RABAT (Reuters) – Morocco has rebuffed a European Union request to take back third-party nationals who reach Europe from the North African kingdom, its interior ministry said on Tuesday.
EU migration commissioner Yiva Johansson visited Rabat this month to seek a readmission agreement allowing the 27-nation bloc to return migrants to Morocco in the face of a surge in arrivals to Spain’s Canary Islands.
The request was rejected, the Moroccan ministry said. “Morocco is not into the logic of subcontracting and insists that each country accepts its responsibility towards its nationals,” Moroccan migration and border control chief at the Interior Ministry Khalid Zerouali said by email.
Morocco readmits an average of 15,000 of its own citizens who are sent home by the EU every year. It also agreed in 1992 to accept third-party nationals from the Spanish enclaves of Ceuta and Melilla, providing it is within 24 hours.
Morocco has stopped 32,000 people from crossing into Europe – located as close as 14 km (9 miles) away across the Strait of Gibraltar – this year, Zerouali said. That compares to 74,000 attempts last year.
Tighter Moroccan patrols along the northern coast and the effect of COVID-19 border closures have pushed trafficking networks to shift their routes towards the Canary Islands, 1,400 km (870 miles) off the African coast, Zerouali said.
The number of migrants illegally reaching the Canary Islands this year – 20,000 – was 10 times larger than last year, according to Spanish authorities.

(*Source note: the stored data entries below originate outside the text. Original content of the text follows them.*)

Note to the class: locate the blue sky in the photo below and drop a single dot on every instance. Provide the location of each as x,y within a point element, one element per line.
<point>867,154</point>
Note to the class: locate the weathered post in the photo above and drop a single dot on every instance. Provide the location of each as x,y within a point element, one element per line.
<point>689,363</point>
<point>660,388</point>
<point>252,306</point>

Johansson said half those arrivals were thought to have come from Morocco.
Hundreds of people have died this year while making the perilous crossing to the Spanish islands in the Atlantic Ocean, often in rickety, overcrowded boats with unreliable engines, according to the International Organization for Migration.
The EU has given Morocco 343 million euros ($416.75 million) since 2018 to help it counter illegal migration.
Financial and technical support for Morocco is warranted by a “shared responsibility between partners facing common challenges and threats”, said Zerouali.